On average Graceland does 150 ceremonies a week – Paul personally appears at around 100 and can do as many as 25 in a single day, knocking them out in 15 minutes sessions, with songs, dancing and as much of the holy spirit as his punters desire. He has married the same bride to a new husband; he has married the terminally ill and been grateful that his comically large sunglasses hid his wet eyes. When he needs time off, there are another three Elvises (Elvi?) ready to step in. The business of marriage rarely slows down and altogether Paul reckons he may have attended as many as 50,000 weddings of people from around the world. I can’t help feel a little forlorn when he concedes that his own marriage is currently winding down – and relieved when he tells me that, no, he didn’t get married here.

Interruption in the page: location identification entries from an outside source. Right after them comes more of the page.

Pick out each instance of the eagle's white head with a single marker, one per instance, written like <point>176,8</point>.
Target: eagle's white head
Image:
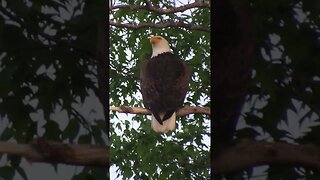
<point>159,45</point>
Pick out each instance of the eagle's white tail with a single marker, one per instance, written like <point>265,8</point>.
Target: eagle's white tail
<point>168,125</point>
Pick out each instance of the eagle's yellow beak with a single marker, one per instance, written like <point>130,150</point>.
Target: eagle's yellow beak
<point>155,39</point>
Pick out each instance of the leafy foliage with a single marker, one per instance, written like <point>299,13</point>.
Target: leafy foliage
<point>283,104</point>
<point>135,149</point>
<point>48,65</point>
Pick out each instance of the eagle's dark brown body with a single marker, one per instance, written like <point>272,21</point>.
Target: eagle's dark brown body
<point>164,83</point>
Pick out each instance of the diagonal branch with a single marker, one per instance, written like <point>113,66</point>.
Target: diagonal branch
<point>43,151</point>
<point>181,112</point>
<point>253,153</point>
<point>161,25</point>
<point>150,7</point>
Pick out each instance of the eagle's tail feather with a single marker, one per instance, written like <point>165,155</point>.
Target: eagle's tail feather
<point>168,125</point>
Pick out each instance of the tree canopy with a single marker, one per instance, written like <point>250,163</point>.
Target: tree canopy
<point>135,150</point>
<point>50,80</point>
<point>277,134</point>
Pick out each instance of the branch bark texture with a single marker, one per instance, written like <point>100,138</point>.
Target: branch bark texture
<point>43,151</point>
<point>253,153</point>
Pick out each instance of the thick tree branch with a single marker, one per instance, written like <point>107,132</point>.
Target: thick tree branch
<point>181,112</point>
<point>43,151</point>
<point>161,25</point>
<point>150,7</point>
<point>252,153</point>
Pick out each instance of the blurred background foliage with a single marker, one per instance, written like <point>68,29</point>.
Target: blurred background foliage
<point>283,104</point>
<point>48,77</point>
<point>135,150</point>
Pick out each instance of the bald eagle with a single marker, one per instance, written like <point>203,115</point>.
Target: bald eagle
<point>164,80</point>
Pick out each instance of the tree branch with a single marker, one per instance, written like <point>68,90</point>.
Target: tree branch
<point>161,25</point>
<point>252,153</point>
<point>150,7</point>
<point>181,112</point>
<point>43,151</point>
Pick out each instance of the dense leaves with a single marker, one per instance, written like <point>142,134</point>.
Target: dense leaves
<point>283,103</point>
<point>47,71</point>
<point>137,151</point>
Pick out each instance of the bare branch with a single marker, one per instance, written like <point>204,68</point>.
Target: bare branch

Until 2006 when the local courthouse began to close at midnight, Graceland, like chapels around the city, would marry people through the night at weekends, regardless of how long the couple had known each other or how sober they were. (I asked the processing officer back at the marriage bureau what condition a person has to be in to legally apply, she said: “Vertical.”)

Even with the reduced hours, a significant number of the 160,000 regret their decision, but the chapels don’t offer an exit strategy. “If we get a call with someone saying they made a mistake, we say: ‘Well, the part that we did here was legal – you’re married. We can’t change it. We can’t annul it. You have to go back through the courthouse and they’ll tell you how to fix it,’” explains Paul while strumming his guitar in full Elvis regalia. “But I tell the girls who work out front: to us it’s just another day at the office, but to everyone who comes through here, it’s their wedding day, a special day – even if it’s their eighth one.”

It’s hard not to like Paul – his relentless energy and optimism almost make me wish I was getting married here, even though I have no love for Elvis and wouldn’t know where to look when he started singing “Only fools rush in…” He welcomes all comers to Graceland and has to find a way to have fun but be professional, even on that day he knew the groom was standing at the alter with annulment papers in his back pocket, and the time a recently bereaved widow brought in a picture of her late husband and insisted Elvis renew the vows.

We couldn’t have been happier with the Neon Boneyard, though – or anything about the day. From the museum we went to play a bit of Kiss-themed mini-golf, putting up Gene Simmons’s tongue on the 18th. (It’s possible to get married there too – it has the band’s full endorsement and a chapel just before the first tee. Understated it is not.) Then we decided to take a bit more sun, and a couple of deep breaths, before heading out with LV Wedding Connection for some photos around the city.  They are well established as wedding fixers and can meet almost any demand but their photos are very… Vegas. Standing back to back in front of the Bellagio, making an “eternity loop” with our arms, me unsteadily propped on top of a rock, pretending to hold the famous, fabulous city sign… What happens in Vegas very rarely stays there, but I’m happy for that to be the case with those dreadful photos.

After that we had an excellent dinner at Alizé at the Palms hotel, then went to watch a Zombie Burlesque show. At one point a scantily clad hoard of the undead dragged me onto the stage, where I was bound, whipped and paddled for the entertainment of the living. They didn’t even know it was my wedding day.

It wasn’t the first cheering we’d heard that day. For the weekend I managed to procure a Rolls Royce drophead coupe – $500,000 of car. It got a lot of attention around Las Vegas generally, but when we hung a “Just Married” banner from the back, people went nuts. When a car like that drives around at home, people stand around silently resenting it, trying not to get caught staring; in Las Vegas, we may have only been two in tens of thousands, but people reacted as though we were royalty, whoopin’, hollerin’, taking photos. It’s easy to mock that American enthusiasm, unbridled and excessive as it can be, but in the middle of the desert, far away from gnawing British cynicism, we kind of liked it. Hell, we loved it.

 

A version of this piece was published in the Sunday Times in April 2014.